A Faustian Pact – transforming patient subjectivities

 

With thanks to, and  inspired by, a seminar on ‘Metamorphoses of the Brain’ by Jan de Vos, and on ‘Religion and Psychoanalysis in India’ by Sabah Siddiqui hosted by Ian Parker and Erica Burman of the Manchester Discourse Unit on the 16th May 2016. This is about the production of ‘faith’ as a surplus value that, after Marx,  requires both circulation, and not-in circulation, time

So, the inspirations were to do with ‘the brain’ as ‘thinking matter’ interacting with ‘test results’ as manifestations of spirit-ghost-signifiers in the form of ‘extended matter’ (in diachronic production-linear time), transforming subjectivities in the shrine of the medical market place (in synchronic circulation time) to create a trance-like state of enhanced faith and a transformed subjectivity.
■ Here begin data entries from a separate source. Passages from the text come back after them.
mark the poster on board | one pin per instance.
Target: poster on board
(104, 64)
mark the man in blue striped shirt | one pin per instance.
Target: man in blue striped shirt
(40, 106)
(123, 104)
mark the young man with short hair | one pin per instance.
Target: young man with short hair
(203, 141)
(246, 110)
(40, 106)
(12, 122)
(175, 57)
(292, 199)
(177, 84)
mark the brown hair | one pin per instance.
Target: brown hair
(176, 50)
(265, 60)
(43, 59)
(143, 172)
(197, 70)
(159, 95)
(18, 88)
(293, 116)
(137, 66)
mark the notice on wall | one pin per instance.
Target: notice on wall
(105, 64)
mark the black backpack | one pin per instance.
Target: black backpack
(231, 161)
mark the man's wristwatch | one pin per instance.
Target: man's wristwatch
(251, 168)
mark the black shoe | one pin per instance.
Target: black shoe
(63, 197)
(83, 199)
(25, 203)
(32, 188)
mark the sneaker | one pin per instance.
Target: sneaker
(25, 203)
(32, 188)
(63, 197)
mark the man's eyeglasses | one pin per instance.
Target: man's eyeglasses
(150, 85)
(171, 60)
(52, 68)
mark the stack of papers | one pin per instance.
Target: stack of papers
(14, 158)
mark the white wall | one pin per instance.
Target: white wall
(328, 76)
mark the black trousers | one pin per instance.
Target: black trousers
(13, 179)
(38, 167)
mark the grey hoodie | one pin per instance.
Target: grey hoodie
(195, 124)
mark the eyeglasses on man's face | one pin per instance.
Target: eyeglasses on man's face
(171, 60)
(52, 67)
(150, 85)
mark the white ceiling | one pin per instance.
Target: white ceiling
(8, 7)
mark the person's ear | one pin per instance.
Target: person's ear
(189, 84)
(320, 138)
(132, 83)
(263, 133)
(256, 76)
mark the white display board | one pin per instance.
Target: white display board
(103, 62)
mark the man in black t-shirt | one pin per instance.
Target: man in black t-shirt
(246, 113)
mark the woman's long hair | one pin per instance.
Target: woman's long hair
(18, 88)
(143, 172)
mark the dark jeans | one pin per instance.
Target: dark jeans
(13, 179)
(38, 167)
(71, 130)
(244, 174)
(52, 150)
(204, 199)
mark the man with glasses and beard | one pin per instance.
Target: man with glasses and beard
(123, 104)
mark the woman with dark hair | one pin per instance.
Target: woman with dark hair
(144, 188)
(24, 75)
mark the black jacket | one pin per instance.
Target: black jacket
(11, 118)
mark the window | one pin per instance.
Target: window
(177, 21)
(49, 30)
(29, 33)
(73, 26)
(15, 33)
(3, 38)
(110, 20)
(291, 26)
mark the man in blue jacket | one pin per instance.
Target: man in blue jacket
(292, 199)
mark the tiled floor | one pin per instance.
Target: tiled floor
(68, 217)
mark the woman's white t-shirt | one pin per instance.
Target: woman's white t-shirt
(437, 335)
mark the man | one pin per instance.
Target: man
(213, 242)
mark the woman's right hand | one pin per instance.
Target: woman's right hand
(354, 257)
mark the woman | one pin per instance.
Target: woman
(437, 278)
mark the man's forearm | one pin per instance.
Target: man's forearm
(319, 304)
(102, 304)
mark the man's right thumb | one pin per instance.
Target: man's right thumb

This is a Marxist economic analysis of the patient and the pro-diagnostic test. For those not familiar, a pro-diagnostic test is one like Oncotype DX, a genetic signature that ‘tells’ you how likely it is that your breast cancer will recur so that you can make better decisions about whether to have further chemotherapy. In general terms this analysis applies to all medical and predictive and screening tests.

This analysis describes a sequence of Medical transformations of patient subjectivities: from ‘potential patient’ to ‘patient’ to ‘compliant patient’ to ‘treated patient’. You might see parallels with Foucault’s process of subjectification or subjectivisation.

I did wonder, in my last blog, if the ‘number’ of the ‘risk’ provided by pro-diagnostic tests: (x% chance of event ‘y’ in ‘z’ time) was a form of labour-power (see previous blog[1]) . I now see it more as a combined ‘number-patient’ labour-power, where the number is a material ‘given’, a written or spoken object with use-value as a kind of raw material that interacts with the thinking matter of the ‘patient’ to create anxious-hope, an enhanced need for reassurance and an enhanced faith that the result will mean ‘longer’ healthy life, and, therefore, enhanced compliance. So, here, the ‘number-patient’ acts as labour and works to produce something of use-value to the medical industry: the labour-power of ‘a compliant patient-customer’ willing to pay to be provided with and subject to, with the help of the physician-merchant middle man, medical ‘treatment’.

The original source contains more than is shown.